The Real World Analogy#

Named after ship design — ships have bulkheads (walls) separating compartments. If one compartment floods, the walls contain the water. The ship keeps floating.

Same principle in software — isolate failures so one component can't sink everything else.


The Problem Without Bulkheads#

Your app has 100 threads — shared across all services

Normal operation:
  Payment       → 20 threads in use
  Recommendations → 15 threads in use
  Notifications  → 10 threads in use
  Available      → 55 threads free

Payment goes slow (30s per request):
  10 users hit Payment  → 10 threads stuck waiting
  20 users hit Payment  → 20 threads stuck
  50 users hit Payment  → 50 threads stuck
  100 users hit Payment → ALL 100 threads stuck

User requests Recommendations → no threads available → fails
User requests Notifications   → no threads available → fails

Payment brought down the entire system

Cascading Failure

One slow service starved all thread resources. Recommendations and Notifications never had a problem — they were killed by association.


The Fix — Bulkhead#

Assign each service its own isolated resource pool:

Payment        → 20 dedicated threads
Recommendations → 20 dedicated threads
Notifications  → 20 dedicated threads
General pool   → 40 threads

Payment goes slow:
  Its 20 threads fill up
  New Payment requests → fail fast (no thread available)

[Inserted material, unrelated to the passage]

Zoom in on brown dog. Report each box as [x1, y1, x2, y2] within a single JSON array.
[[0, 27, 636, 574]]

Recommendations → 20 threads untouched → fully operational
Notifications   → 20 threads untouched → fully operational

Failure contained

One compartment floods. The ship keeps sailing.


Bulkhead Beyond Thread Pools#

The same pattern applies to any shared resource:

Resource Without Bulkhead With Bulkhead
Thread pools One service starves all threads Each service has dedicated threads
Connection pools One service exhausts DB connections Each service has connection limit
Memory One service causes OOM, kills process Memory limits per service/container
CPU One service pegs CPU, starves others CPU limits per container (Docker/K8s)

In Kubernetes

Resource limits (requests and limits in pod spec) are bulkheads at the infrastructure level — each pod gets guaranteed CPU and memory, preventing one pod from starving others.


Bulkhead + Graceful Degradation Together#

Payment thread pool exhausted (bulkhead triggered)
New Payment requests fail fast
Graceful degradation kicks in
Show "Payment temporarily unavailable, try again in a moment"
Recommendations and Notifications: completely unaffected

Bulkhead contains the failure. Graceful degradation handles it for the user.

Interview framing

"I'd use bulkheads to isolate thread pools per downstream service — if Payment goes slow, it exhausts its own pool and fails fast rather than starving Recommendations and Notifications. Combined with graceful degradation, users see a payment error while the rest of the app works normally."